Juíza nega vínculo e reconhece gerente como empresário autônomo

Magistrada apontou que gerente possuía empresa ativa, com outra sócia e emissão de notas para terceiros durante o contrato.

Da Redação

quinta-feira, 3 de abril de 2025

Atualizado às 11:02

A juíza do Trabalho Clea Ribeiro, da 1ª vara do Núcleo de Justiça 4.0 do TRT da 15ª região, negou o pedido de reconhecimento de vínculo empregatício feito por um gerente de qualidade contratado como pessoa jurídica. 

A magistrada concluiu que ele já era empresário antes da contratação na indústria e prestava serviços a outros clientes durante o mesmo período.

Entenda

Na ação, o profissional alegou que atuava como gerente de qualidade em uma fábrica de aramados, sendo responsável por duas plantas industriais.

Informou que recebia mensalmente R$ 22.648,96 e sustentou que, embora contratado como PJ, a relação possuía todos os elementos de vínculo empregatício.

A empresa negou a acusação, alegando que a contratação ocorreu entre pessoas jurídicas de forma regular, sem subordinação ou qualquer vício. 

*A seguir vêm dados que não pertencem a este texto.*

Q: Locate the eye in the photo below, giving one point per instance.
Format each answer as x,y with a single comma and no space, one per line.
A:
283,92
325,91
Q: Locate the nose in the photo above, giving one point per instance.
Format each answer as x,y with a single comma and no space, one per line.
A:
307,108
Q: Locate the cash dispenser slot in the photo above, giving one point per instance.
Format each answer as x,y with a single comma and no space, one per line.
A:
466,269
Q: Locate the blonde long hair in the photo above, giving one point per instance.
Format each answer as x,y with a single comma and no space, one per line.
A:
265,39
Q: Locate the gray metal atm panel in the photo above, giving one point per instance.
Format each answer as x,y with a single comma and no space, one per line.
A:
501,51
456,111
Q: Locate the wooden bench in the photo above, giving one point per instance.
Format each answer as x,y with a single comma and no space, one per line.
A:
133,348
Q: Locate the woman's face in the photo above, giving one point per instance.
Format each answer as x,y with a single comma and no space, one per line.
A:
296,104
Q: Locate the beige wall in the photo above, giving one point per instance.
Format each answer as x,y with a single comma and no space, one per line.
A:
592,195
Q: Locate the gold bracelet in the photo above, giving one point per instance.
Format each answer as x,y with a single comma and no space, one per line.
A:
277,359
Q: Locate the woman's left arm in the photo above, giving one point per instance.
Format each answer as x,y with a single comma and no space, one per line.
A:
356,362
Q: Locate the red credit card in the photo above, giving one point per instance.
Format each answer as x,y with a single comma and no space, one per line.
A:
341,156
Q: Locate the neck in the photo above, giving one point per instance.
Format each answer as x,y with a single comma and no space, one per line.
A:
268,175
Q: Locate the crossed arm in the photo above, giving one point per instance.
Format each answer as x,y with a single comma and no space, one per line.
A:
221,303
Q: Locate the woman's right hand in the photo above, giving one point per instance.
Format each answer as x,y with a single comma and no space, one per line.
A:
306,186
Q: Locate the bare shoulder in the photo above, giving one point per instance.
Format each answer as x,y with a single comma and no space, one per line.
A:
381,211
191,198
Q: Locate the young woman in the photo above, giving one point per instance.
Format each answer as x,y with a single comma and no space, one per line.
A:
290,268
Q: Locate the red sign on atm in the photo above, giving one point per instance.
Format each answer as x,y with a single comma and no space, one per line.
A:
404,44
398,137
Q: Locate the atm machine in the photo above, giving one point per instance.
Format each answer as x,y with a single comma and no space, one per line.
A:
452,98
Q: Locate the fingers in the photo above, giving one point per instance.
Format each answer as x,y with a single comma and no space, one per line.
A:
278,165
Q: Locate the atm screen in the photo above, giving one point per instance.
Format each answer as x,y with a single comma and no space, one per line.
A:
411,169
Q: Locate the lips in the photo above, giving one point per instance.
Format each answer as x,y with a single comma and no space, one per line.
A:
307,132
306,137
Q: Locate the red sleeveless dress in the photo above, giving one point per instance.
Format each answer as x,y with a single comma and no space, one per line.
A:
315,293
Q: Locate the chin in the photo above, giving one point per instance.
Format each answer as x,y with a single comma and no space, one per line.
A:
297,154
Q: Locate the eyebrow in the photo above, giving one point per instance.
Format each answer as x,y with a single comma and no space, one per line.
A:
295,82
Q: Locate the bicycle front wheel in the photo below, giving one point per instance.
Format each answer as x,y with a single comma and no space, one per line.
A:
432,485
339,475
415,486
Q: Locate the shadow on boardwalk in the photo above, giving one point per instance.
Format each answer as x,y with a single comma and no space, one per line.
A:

Destacou que o trabalhador já era empresário antes do contrato e que emitiu notas fiscais também para terceiros, o que demonstraria o funcionamento autônomo da empresa.

 (Imagem: Freepik)

Justiça reconhece validade de contrato PJ e nega vínculo a gerente.(Imagem: Freepik)

Fundamentação

A juíza destacou inicialmente que não havia controvérsia quanto à contratação por meio da empresa aberta pelo profissional em 2020, antes do início da prestação de serviços. 

Ressaltou que o trabalhador já atuava como empresário e prestava serviços a outros clientes. 

"O reclamante já era, há muito, empresário e nessa qualidade prestou serviços às reclamadas."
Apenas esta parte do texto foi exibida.